Standardbred horses are an American horse breed best known harness racing, where members of the breed compete at either a trot or pace. They are robust, rugged, loyal, sensible, level-headed, willing, and capable of doing any job asked. Standardbred horses have a reputation for being 'bombproof' and many adoptions off the racetrack find homes as stellar trail horses for families. Standardbred horses have also been used as police horses for their dependability and stoicism. Standardbreds adapt easily to any riding discipline and show intelligence and willingness. Therefore, you will find them more and more as outstanding horses in many riding styles and all types of competition.



In the 17th century, the first trotting races were held in the Americas, usually in fields on horses under saddle. However, by the mid-18th century, trotting races were held on official courses, with the horses in harness. Breeds that have contributed foundation stock to the Standardbred breed included the Narragansett Pacer, Canadian Pacer, Thoroughbred, Norfolk Trotter, Hackney, and Morgan.

 



The foundation bloodlines of the Standardbred trace to a Thoroughbred foaled in England in 1780 named Messenger. He was a gray stallion imported to the United States in 1788. He sired a number of flat racing horses, but was best known for his great-grandson, Hambletonian 10, also known as Rysdyk's Hambletonian, foaled in 1849 and considered the foundation sire of the breed and from whom all Standardbreds descend. Hambletonian 10 was out of a dam with Norfolk Trotter breeding, and the mare and foal were purchased by William Rysdyk, a farm hand from New York state, who successfully raced the colt as a three-year-old against other horses. The horse went on to sire 1,331 offspring, 40 of whom trotted a mile in under 2 minutes 30 seconds.

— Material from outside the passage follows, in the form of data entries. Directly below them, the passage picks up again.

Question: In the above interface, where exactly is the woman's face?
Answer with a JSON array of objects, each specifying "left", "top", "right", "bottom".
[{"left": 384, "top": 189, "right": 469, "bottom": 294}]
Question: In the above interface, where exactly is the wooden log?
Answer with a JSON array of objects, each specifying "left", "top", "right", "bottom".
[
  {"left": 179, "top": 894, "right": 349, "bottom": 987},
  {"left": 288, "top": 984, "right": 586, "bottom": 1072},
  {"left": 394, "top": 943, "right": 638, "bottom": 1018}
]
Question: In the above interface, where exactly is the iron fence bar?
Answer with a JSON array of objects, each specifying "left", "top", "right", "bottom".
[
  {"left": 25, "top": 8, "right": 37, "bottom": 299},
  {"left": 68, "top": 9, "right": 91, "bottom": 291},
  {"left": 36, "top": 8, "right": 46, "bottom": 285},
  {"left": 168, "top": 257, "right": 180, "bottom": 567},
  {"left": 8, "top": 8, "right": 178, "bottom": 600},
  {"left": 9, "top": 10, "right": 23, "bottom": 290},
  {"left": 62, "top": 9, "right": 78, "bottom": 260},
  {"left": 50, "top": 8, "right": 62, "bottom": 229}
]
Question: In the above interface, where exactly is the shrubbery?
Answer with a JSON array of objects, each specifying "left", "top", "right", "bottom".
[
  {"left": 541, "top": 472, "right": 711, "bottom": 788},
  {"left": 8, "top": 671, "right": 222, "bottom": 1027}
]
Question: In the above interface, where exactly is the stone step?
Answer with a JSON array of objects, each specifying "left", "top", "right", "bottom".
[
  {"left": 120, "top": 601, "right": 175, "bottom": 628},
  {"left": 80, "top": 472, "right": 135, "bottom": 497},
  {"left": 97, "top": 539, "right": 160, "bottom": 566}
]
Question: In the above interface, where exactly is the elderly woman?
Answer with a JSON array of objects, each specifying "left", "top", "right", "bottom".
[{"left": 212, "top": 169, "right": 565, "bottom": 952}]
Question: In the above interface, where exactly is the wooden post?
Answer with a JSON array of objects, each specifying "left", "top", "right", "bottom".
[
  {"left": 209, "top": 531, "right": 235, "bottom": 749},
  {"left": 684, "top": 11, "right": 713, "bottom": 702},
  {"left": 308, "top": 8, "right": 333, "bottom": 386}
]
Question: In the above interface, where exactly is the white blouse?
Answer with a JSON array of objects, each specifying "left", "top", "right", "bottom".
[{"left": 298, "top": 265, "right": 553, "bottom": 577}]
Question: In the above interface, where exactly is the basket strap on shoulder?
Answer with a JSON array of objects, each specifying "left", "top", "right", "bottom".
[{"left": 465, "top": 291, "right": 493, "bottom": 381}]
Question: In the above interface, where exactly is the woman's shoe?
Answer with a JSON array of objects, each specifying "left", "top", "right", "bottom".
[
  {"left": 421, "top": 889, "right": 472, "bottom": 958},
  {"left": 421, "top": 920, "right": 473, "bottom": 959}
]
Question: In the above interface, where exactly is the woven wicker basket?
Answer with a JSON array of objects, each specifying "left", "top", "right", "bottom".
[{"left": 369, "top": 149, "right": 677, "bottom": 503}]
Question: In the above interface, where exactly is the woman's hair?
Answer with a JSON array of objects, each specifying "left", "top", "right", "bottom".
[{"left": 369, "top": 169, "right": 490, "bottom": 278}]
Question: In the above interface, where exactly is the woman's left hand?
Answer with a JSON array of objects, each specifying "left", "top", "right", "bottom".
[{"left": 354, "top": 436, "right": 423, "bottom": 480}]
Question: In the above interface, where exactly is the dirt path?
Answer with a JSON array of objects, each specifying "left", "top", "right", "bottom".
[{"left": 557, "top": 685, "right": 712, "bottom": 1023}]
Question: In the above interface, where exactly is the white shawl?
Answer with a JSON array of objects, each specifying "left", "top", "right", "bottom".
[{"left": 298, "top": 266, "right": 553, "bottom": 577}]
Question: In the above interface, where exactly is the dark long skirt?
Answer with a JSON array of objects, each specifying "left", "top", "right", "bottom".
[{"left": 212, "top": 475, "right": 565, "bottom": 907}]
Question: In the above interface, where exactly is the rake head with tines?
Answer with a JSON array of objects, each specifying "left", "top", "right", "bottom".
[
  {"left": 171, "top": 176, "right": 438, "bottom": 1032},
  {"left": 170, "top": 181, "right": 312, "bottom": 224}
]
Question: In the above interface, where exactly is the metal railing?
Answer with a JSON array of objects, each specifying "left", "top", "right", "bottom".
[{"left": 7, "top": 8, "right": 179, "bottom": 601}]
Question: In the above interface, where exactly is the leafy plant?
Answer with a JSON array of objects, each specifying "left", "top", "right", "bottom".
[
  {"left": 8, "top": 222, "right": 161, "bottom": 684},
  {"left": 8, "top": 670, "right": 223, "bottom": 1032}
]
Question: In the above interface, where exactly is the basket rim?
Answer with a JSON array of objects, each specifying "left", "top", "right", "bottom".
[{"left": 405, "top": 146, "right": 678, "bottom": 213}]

Standardbreds tend to be more muscled and longer bodied than the Thoroughbred. They also are of more placid dispositions, as suits horses whose races involve more strategy and more changes of speed than do Thoroughbred races. Standardbreds are considered people-oriented, easy-to-train horses.



 

Standardbred Horses are generally a bit heavier in build than Thoroughbreds, but have refined, solid legs and powerful shoulders and hindquarters. Standardbreds have a wide range of heights, from 14 to 17 hands (56 to 68 inches, 142 to 173 cm), although most are between 15 and 16 hands (60 and 64 inches, 152 and 163 cm). They are most often bay, brown or black, although other colors such as chestnut are seen. Gray and roan are also found.



 

Standardbred horses typically weigh between 800 and 1,000 pounds (360 and 450 kg). Their heads are refined and straight with broad foreheads, large nostrils, and shallow mouths. The typical Standardbred body is long, with the withers being well defined, with strong shoulders and the muscles being long and heavy, which helps with the long strides. The neck of the Standardbred is muscular and should be slightly arched, with a length of medium to long. Their legs are muscular and solid, with generally very tough and durable hooves.